Trump : « Pathétique, désespéré et délirant »

Donald Trump

Neuf semaines de vaines manœuvres, manigances, combines et fausses allégations n’ont pas suffi à convaincre Trump qu’il a perdu l’élection présidentielle.

En effet, neuf semaines après l’annonce des résultats en faveur de Joseph Biden, Donald Trump n’accepte toujours pas l’idée que le 20 janvier à midi pile il redeviendra un citoyen américain ordinaire.

Ainsi, il continue de s’accrocher maladivement, pathologiquement, hystériquement au pouvoir. La preuve en est la dernière pratique consternante à laquelle il a eu recours le samedi 2 janvier. Ce jour là, le président sortant a eu une conversation téléphonique d’une heure avec le secrétaire d’Etat républicain de l’Etat de Géorgie, Brad Raffensberger.

L’objet de la conversation? Trump demande à son interlocuteur de refaire le décompte des résultats de manière à « trouver suffisamment de voix » lui permettant de remporter les 16 Grands électeurs de l’Etat de Géorgie!

En outre, le président sortant a fait accompagner sa demande de menaces de « poursuites pénales », en cas de refus de recompter les voix. L’enregistrement de cette consternante conversation téléphonique a été obtenue par les deux plus grands journaux américains, le Washington Post et le New York Times qui n’ont pas hésité à la rendre publique.

« Un risque, un gros risque »

« Je veux juste trouver 11.780 votes, un de plus que ce que nous avons déjà ». C’est ce qu’a affirmé Trump au secrétaire d’Etat de Géorgie, Brad Raffensberger. Et ce, selon l’enregistrement disponible sur le site des deux journaux. Ensuite viennent les menaces: « Vous savez ce qu’ils ont fait et vous ne le signalez pas. C’est un crime que vous auriez dû ne pas laisser se produire. Et là, c’est un risque pour vous et pour votre avocat Ryan Germany. C’est un gros risque. »

Néanmoins, l’interlocuteur de Trump n’a visiblement pas été intimidé. Puisqu’il a poliment, mais fermement, rejeté la demande. Brad Raffensberger a insisté auprès du président-maitre-chanteur sur le fait que les résultats ont été correctement comptés en Géorgie. Il lui a fait comprendre aussi qu’il n’a y eu aucune fraude électorale.

Par ailleurs, commentant la conversation téléphonique, la vice-présidente élue Kamala Harris a qualifié la demande de Trump de « voix du désespoir » et de « grave abus de pouvoir ».

Pour le sénateur démocrate Richard Durbin, il s’agit d’ « une diatribe pathétique, décousue et délirante. » Il a qualifié le président sortant d’un « homme dérangé et dangereux qui met en péril la transition ordonnée et pacifique du pouvoir dans le pays. »

Effectivement, le président sortant perd les pédales. Il s’est battu pendant neuf mois auprès des tribunaux, et même près la Cour suprême à majorité conservatrice. Dans le but de renverser la vapeur en sa faveur; mais toutes ses plaintes en justice ont été rejetées. Ce n’est pas étonnant de la part d’un président qui, avant même le scrutin disait: « C’est moi qui gagnerai l’élection. Et si je la perds, cela voudra dire que le scrutin est truqué. »

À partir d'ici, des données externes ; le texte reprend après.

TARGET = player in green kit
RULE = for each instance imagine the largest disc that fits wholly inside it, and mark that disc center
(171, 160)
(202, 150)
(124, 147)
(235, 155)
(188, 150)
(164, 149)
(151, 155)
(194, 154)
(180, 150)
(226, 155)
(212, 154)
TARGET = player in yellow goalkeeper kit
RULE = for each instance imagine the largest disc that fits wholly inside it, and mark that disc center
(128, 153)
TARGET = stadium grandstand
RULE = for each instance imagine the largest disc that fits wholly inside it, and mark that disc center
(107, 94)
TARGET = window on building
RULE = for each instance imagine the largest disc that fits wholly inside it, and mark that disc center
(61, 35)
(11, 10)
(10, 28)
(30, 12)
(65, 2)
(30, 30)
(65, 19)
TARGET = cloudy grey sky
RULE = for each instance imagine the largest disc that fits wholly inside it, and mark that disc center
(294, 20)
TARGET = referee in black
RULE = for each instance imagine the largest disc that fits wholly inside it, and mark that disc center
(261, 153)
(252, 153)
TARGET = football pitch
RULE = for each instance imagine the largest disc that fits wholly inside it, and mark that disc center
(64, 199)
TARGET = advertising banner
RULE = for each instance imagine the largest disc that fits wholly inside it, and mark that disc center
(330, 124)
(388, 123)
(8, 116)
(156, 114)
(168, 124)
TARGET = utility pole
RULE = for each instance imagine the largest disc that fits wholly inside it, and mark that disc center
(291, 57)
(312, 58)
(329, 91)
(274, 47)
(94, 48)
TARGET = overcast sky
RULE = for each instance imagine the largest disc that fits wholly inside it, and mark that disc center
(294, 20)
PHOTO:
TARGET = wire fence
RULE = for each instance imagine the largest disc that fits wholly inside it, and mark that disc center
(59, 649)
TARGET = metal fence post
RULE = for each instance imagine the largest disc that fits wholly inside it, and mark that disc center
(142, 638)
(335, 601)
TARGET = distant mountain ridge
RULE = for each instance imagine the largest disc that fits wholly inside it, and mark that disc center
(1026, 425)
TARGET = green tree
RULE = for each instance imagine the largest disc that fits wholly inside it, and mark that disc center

Obsession du pouvoir et peur panique de le perdre

Des experts juridiques estiment que le chantage et l’intimidation exercés par Trump sont passibles de poursuites judiciaires, selon la loi géorgienne.

C’est inouï de la part d’un président qui, parce qu’il a perdu, se permet de franchir les frontières légales et éthiques dans le fol espoir de rester au pouvoir.

L’obsession du pouvoir et la peur panique de le perdre empêchent le président sortant de se rendre à l’évidence qu’à tous égards l’élection est terminée depuis longtemps. Que chaque Etat du pays a certifié son vote; que tous les recours légaux pour contester les résultats ont été rejetés par les juges; et que le Congrès se réunira le mercredi 6 janvier pour entériner ces résultats. Et que Trump doit quitter la Maison blanche, de gré ou de force, le 20 janvier.

En fait, non seulement Trump ignore toutes ces vérités. Mais il se singularise comme l’unique président dans l’histoire américaine appelant à des manifestations populaires massives le mercredi 6 janvier à Washington. Et ce, dans le but de perturber, sinon empêcher, la session pendant laquelle le Congrès devrait prendre acte de l’élection de Joseph Biden à la tête de l’Etat fédéral.

Quand on sait le nombre et la prédisposition aux comportements violents des milliers de jeunes fanatisés par les discours démagogiques de leur idole. Il est à craindre que le mercredi 6 janvier ne se transforme en une journée de débordements et de violences. Qui aurait pensé un jour que l’Amérique, cette grande donneuse de leçons, se retrouve dans un état proche d’une république bananière?